Jordan Gets a New, Hi-Tech Border Defense Wall
Two elaborate, hi-tech defense walls are close to completion along Jordan’s borders with Syria and Iraq. They are being constructed by the Pentagon’s Defense Threat Reduction Agency (DTRA) through Raytheon’s Intelligence, Information and Services division in collaboration with the Jordanian army.
This wall system, 442km (275 miles) long, will separate Jordan from Syria and Iraq and provide the royal Hashemite rulers with an extra buttress. It will also make the little kingdom one of the most important US strongholds in the Middle East, as well as providing Israel indirectly with another layer of protection against ISIS and the Iranian military presence in Syria and Iraq.
The walls will be studded with day and night cameras, ground sensors and fixed and mobile surveillance towers able to detect movement five miles away on either side of the fence. They will have patrol paths, ground radars and a full command, control and communications suite.
Mobile surveillance stations and quick reaction forces will be stationed at vulnerable points and stand ready to race to emerging hot spots.

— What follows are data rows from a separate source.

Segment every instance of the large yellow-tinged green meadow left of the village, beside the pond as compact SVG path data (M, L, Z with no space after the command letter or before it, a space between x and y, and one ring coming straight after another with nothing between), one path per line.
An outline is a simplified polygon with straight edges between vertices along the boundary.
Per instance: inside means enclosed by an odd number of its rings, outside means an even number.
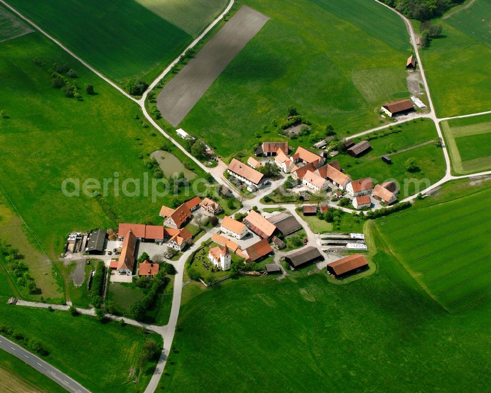
M44 65L36 65L34 57ZM93 83L97 94L81 89L83 99L77 101L52 88L48 69L54 62L68 62L79 75L78 85ZM147 154L166 142L164 137L140 119L136 104L40 33L0 43L0 70L0 108L7 115L0 119L0 184L50 257L62 252L73 230L114 228L118 222L162 222L163 204L193 196L192 188L186 195L180 187L179 195L152 200L157 194L152 193L152 172L144 162ZM198 178L204 176L181 151L172 146L170 151ZM144 194L146 176L148 196ZM63 194L62 182L70 178L80 180L80 197ZM101 186L110 179L107 196L102 188L100 196L86 196L82 186L89 178ZM126 179L139 181L139 192L130 182L125 196ZM114 190L116 181L119 185ZM73 187L69 184L67 190ZM160 186L157 189L163 191ZM198 190L204 191L204 186Z

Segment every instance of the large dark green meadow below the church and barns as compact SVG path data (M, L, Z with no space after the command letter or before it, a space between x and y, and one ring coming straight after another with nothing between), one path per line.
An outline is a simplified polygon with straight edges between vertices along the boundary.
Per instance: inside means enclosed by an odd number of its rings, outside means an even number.
M375 243L376 272L345 285L311 273L184 287L162 391L488 390L491 303L448 314Z

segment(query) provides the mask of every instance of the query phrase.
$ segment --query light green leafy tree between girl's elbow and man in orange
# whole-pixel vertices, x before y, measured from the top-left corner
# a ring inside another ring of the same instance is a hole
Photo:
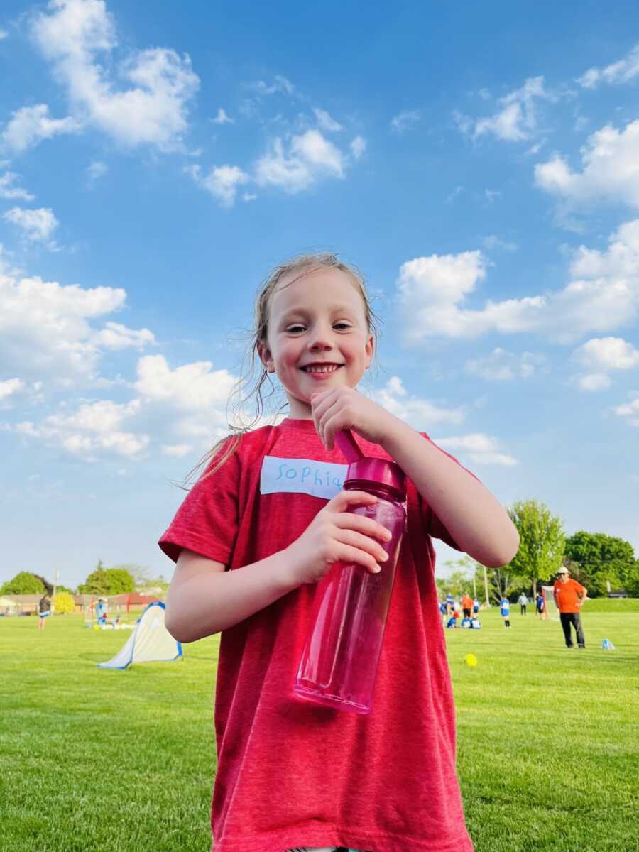
[[[508,514],[519,533],[519,550],[509,563],[509,571],[527,579],[534,596],[537,581],[550,579],[561,567],[566,534],[561,519],[538,500],[518,500]]]

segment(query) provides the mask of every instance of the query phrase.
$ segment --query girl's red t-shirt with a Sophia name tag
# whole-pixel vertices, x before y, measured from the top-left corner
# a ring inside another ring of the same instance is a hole
[[[389,458],[381,446],[358,442],[366,455]],[[160,546],[174,560],[186,548],[230,570],[250,565],[302,535],[341,490],[345,469],[313,421],[256,429],[216,474],[193,486]],[[455,773],[455,715],[429,536],[456,545],[410,481],[407,517],[370,715],[292,693],[315,584],[222,631],[216,852],[473,849]]]

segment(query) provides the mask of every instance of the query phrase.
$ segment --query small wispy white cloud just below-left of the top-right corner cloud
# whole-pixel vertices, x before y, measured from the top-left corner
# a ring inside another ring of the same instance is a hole
[[[538,101],[557,101],[557,96],[544,87],[544,77],[531,77],[521,89],[499,98],[498,112],[487,118],[472,119],[455,112],[463,133],[472,130],[473,138],[492,133],[504,141],[530,139],[538,129]]]

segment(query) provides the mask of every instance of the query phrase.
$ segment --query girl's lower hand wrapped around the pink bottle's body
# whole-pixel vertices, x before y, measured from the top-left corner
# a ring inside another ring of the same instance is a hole
[[[317,583],[337,561],[377,573],[377,563],[389,558],[378,542],[388,544],[392,536],[372,518],[348,511],[351,506],[376,503],[377,497],[363,491],[343,491],[332,498],[285,550],[295,584]]]

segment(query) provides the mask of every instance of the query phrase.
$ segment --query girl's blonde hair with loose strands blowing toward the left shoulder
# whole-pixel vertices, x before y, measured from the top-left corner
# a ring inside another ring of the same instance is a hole
[[[271,299],[273,293],[277,290],[280,282],[288,276],[295,275],[285,286],[293,284],[296,280],[302,277],[302,274],[314,272],[317,269],[338,269],[340,272],[346,273],[353,280],[356,290],[360,293],[364,304],[364,316],[366,319],[366,327],[373,336],[375,346],[373,348],[374,356],[377,357],[377,338],[379,336],[378,324],[379,318],[371,307],[371,301],[366,292],[366,283],[360,270],[348,263],[345,263],[336,255],[328,252],[317,252],[313,254],[304,254],[292,257],[291,260],[281,263],[273,269],[268,277],[264,280],[260,290],[256,296],[255,312],[253,318],[253,327],[250,331],[250,346],[246,348],[242,366],[240,369],[239,380],[233,385],[228,398],[228,408],[233,411],[233,424],[229,423],[231,435],[218,440],[217,443],[205,453],[203,458],[195,465],[195,467],[187,474],[184,486],[194,479],[205,479],[206,477],[216,473],[228,458],[231,458],[237,450],[242,436],[251,429],[256,427],[260,422],[267,409],[266,403],[275,395],[275,385],[262,360],[259,356],[258,348],[261,343],[266,343],[268,340],[268,314],[271,307]],[[259,364],[259,374],[256,375],[256,365]],[[263,389],[268,386],[268,394],[262,395]],[[254,400],[254,407],[251,417],[246,417],[245,406],[249,400]],[[278,415],[284,404],[273,412],[273,418]],[[223,448],[223,452],[222,451]],[[219,458],[216,458],[219,457]],[[215,459],[215,462],[210,465],[210,462]],[[207,467],[210,468],[207,469]],[[204,475],[199,475],[200,471],[205,470]]]

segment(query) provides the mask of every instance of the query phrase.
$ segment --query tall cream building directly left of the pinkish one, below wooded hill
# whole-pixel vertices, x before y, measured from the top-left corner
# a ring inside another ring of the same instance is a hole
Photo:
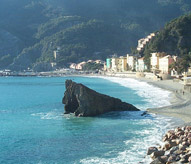
[[[155,72],[155,71],[159,71],[159,59],[166,56],[166,53],[159,53],[159,52],[155,52],[155,53],[151,53],[151,71]]]

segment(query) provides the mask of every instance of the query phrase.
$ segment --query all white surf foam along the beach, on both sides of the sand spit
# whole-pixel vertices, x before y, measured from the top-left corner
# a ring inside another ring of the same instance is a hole
[[[140,97],[144,98],[147,102],[145,105],[137,106],[139,109],[146,110],[147,108],[164,107],[171,105],[170,98],[171,92],[155,87],[146,82],[138,81],[131,78],[119,77],[100,77],[121,86],[128,87],[135,91]],[[132,118],[136,118],[136,113],[132,114]],[[144,130],[135,131],[135,137],[131,140],[124,141],[127,146],[125,151],[118,153],[114,158],[99,158],[88,157],[81,159],[80,163],[83,164],[137,164],[137,163],[150,163],[151,159],[146,156],[146,151],[150,146],[161,145],[162,135],[173,126],[171,117],[163,117],[152,115],[151,119],[143,119],[142,121],[133,122],[137,125],[150,125],[149,128]],[[136,137],[139,136],[139,137]]]

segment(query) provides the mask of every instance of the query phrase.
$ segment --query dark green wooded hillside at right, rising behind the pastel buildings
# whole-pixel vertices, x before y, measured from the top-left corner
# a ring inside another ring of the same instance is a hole
[[[146,60],[149,59],[151,52],[166,52],[181,57],[191,54],[191,14],[167,23],[146,46]]]

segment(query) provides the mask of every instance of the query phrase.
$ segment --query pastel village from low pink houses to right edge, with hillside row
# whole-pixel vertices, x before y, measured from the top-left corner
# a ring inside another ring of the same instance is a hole
[[[155,33],[151,33],[146,38],[138,40],[137,54],[127,54],[125,56],[117,57],[113,55],[111,58],[107,58],[106,62],[101,60],[89,60],[87,62],[81,62],[78,64],[72,63],[70,69],[83,70],[83,66],[87,63],[100,63],[104,65],[101,74],[108,76],[127,76],[137,78],[148,78],[155,81],[174,79],[184,84],[184,89],[191,92],[191,68],[188,68],[188,72],[178,74],[175,69],[171,69],[171,65],[175,62],[179,62],[180,57],[175,55],[169,55],[165,52],[153,52],[150,57],[150,71],[145,64],[144,57],[141,57],[146,44],[155,37]]]

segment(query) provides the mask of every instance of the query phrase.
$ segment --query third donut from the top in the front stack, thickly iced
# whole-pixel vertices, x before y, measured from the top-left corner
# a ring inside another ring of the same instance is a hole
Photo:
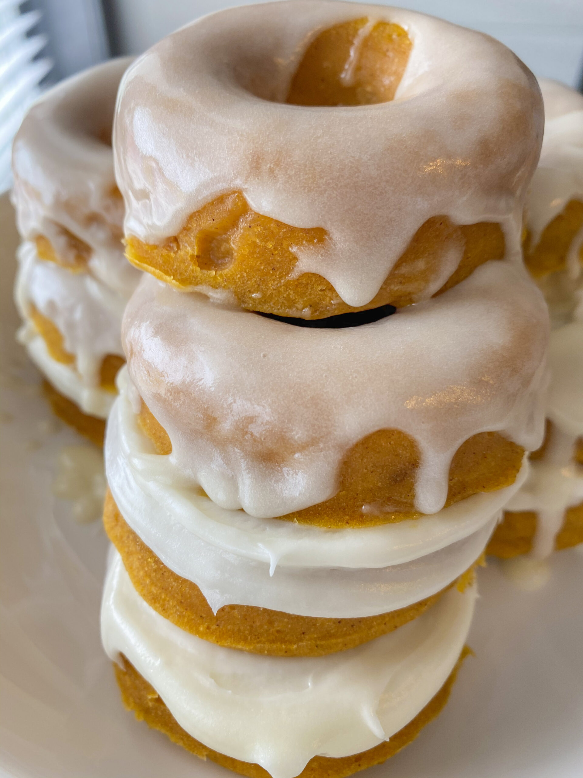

This formidable defense system will be connected to at least 10 American and Jordanian command centers:
- US Central Command Forward – Jordan, an entity known as CFJ.
- US Army's 513th Military Intelligence Brigade that sits alongside its Jordanian counterparts, for monitoring and exchanging intelligence from the King Abdullah Special Operations Training Center.
- The Joint Training Center – Jordan, with US Army and Marines.
- The US-Jordan Ground Intelligence Center in Amman which is the central hub of the war-related intelligence exchanges.
- US Special Operation Command Central which operates its own task forces and remote bases.
- US "black" forces of Joint Special Operations Command-SOCOM.
- Jordanian Special Operation Command.
- US Army’s 5th Special Forces Group which is training Syrian rebel forces in Jordan.
- US Naval special warfare unit that works with their Jordanian counterparts on Operation Gallant Phoenix to secure the southern Jordanian port of Aqaba and its waters.
- The UASAF 20th Fighter Wing-20 FW Command Center located at Muwaffaq Salti Air Base.
DEBKA Weekly military sources report that Jordan is preyed by fears of ISIS terrorist groups stealing into the kingdom, as well as armed pro-Iranian Shiite militants, e.g., the Bader force and The People’s Mobilization (PMU) from Iraq. They are seen by Jordanian intelligence as potential invaders of the camps in northern Jordan, which hold about 1 million Syrian refugees, for the purpose of liquidating the anti-Assad military and intelligence infrastructure Jordan and the US are running out of the camps.
Iranian strategists may be moved to target this infrastructure, in the belief that the Assad regime will never be able to reassert its domination of southern Syria so long as that anti-Assad entity remains active.